Regex text filter: Structured text files
With the Regex text filter, memoQ can import structured text files, and extract translatable content from them. memoQ can also extract context and comments for the imported content.
Here is a simple example of a structured text file:
You can mainly control the regex text filter through regular expressions.
The Regex text filter processes structured text files in three steps:
- It breaks up the files into paragraphs.
- It identifies and extracts paragraphs that contain translatable text.
- From the extracted paragraphs, it extracts translatable text, and optionally context and comments.
The options of the filter follow these three steps.
- You need to specify how paragraphs are separated.
- You describe what an imported paragraph looks like.
- You list those parts that really need to be translated.

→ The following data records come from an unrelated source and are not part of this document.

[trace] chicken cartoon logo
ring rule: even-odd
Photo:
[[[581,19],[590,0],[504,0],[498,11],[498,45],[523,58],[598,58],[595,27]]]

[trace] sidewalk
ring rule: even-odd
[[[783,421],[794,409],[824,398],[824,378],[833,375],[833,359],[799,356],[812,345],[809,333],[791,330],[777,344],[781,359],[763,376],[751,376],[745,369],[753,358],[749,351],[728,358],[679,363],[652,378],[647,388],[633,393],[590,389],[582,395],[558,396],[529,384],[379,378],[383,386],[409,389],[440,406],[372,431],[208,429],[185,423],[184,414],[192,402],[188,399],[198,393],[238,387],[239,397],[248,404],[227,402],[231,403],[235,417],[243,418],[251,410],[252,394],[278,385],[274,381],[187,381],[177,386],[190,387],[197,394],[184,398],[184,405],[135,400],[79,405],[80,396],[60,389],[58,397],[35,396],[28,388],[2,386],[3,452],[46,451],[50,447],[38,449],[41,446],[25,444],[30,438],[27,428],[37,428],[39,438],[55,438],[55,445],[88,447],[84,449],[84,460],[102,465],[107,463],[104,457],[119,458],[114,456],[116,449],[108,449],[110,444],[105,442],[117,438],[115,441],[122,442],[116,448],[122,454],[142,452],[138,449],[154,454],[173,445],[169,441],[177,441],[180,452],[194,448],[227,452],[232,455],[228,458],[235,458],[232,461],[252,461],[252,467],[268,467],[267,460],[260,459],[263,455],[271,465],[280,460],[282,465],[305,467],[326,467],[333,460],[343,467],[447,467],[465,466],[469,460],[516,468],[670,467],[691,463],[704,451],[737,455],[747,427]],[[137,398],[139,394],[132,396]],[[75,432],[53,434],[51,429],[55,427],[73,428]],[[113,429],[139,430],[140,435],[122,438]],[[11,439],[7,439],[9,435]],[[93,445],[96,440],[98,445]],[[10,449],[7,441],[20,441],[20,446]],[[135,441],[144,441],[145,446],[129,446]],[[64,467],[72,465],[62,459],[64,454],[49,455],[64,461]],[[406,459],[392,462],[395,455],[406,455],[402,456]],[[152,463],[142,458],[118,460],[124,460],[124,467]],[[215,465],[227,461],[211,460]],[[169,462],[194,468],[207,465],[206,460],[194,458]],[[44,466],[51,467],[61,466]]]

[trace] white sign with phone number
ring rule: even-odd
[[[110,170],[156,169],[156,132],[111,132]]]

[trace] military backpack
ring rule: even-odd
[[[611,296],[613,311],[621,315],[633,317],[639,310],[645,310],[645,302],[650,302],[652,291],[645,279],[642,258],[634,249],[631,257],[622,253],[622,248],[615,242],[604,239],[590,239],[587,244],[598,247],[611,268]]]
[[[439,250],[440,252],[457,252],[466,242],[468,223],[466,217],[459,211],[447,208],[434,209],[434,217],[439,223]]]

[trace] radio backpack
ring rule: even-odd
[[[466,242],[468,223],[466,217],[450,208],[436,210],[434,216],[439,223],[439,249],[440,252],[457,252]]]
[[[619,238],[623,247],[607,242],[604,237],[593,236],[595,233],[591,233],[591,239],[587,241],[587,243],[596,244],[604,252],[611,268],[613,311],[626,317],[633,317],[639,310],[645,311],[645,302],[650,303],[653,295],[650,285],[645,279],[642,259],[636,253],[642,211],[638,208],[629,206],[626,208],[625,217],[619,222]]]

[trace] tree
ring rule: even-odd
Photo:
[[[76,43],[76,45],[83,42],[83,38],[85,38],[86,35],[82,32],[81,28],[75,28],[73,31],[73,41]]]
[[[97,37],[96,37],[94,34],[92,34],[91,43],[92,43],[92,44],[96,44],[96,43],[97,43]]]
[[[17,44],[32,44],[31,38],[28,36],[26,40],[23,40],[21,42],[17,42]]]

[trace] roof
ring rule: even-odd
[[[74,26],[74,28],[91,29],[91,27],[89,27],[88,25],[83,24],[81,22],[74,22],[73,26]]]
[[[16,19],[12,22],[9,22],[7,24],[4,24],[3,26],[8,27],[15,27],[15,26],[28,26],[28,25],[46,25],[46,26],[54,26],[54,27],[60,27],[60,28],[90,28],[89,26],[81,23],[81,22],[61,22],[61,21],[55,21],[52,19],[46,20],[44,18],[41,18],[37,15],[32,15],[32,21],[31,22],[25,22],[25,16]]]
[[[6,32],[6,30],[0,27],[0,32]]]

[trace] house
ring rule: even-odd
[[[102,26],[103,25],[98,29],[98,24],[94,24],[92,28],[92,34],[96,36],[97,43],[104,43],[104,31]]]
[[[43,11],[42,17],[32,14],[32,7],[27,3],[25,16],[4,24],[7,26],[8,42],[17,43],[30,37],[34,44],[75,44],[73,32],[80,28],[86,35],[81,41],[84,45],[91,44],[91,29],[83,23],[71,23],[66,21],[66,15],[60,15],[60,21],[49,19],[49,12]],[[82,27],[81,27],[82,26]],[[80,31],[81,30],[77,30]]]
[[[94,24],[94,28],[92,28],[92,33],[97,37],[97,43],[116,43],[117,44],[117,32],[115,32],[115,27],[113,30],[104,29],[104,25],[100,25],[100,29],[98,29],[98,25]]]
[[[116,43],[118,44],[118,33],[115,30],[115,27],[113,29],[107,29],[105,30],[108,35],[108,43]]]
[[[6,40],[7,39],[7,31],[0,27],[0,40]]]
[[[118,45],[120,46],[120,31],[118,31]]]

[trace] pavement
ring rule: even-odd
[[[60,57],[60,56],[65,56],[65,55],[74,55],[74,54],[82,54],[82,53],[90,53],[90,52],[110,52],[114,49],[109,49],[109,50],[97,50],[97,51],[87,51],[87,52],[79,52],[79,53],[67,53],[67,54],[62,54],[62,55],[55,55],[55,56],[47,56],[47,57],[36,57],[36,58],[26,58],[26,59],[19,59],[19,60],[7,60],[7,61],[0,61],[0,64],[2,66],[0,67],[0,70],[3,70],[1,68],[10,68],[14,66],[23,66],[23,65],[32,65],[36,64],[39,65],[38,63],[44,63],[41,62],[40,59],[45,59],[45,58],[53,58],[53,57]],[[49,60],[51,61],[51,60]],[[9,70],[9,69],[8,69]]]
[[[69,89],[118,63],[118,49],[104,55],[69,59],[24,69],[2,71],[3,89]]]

This procedure requires writing up regular expressions, and this is something you can do through trial and error. While you are doing this, memoQ gives you a preview tab that shows what will be imported and how.
You need regular expressions: This is how you can describe patterns that paragraphs or their parts must match. memoQ uses regular expressions after the Microsoft .NET fashion. For a general description of .NET regular expressions, see the Microsoft documentation. For examples of using regular expressions in memoQ, see this help topic.
How to get here
- Start importing a structured text file.
- In the Document import options window, select the text files, and click Change filter and configuration.
- The Document import settings window appears. From the Filter drop-down list, choose Regex text filter.
You may receive settings: If you have received pre-defined regular expression settings from another user, or there is a filter configuration available on a memoQ server in your reach, you can select the filter configuration from the Filter configuration drop-down box. In this case, it may be unnecessary to change the settings in the dialog.
What can you do?
In the General tab, you can set the import and export code page for the document. You can also specify how paragraphs are separated, and you can add reference files that memoQ uses to show the preview in the Preview tab.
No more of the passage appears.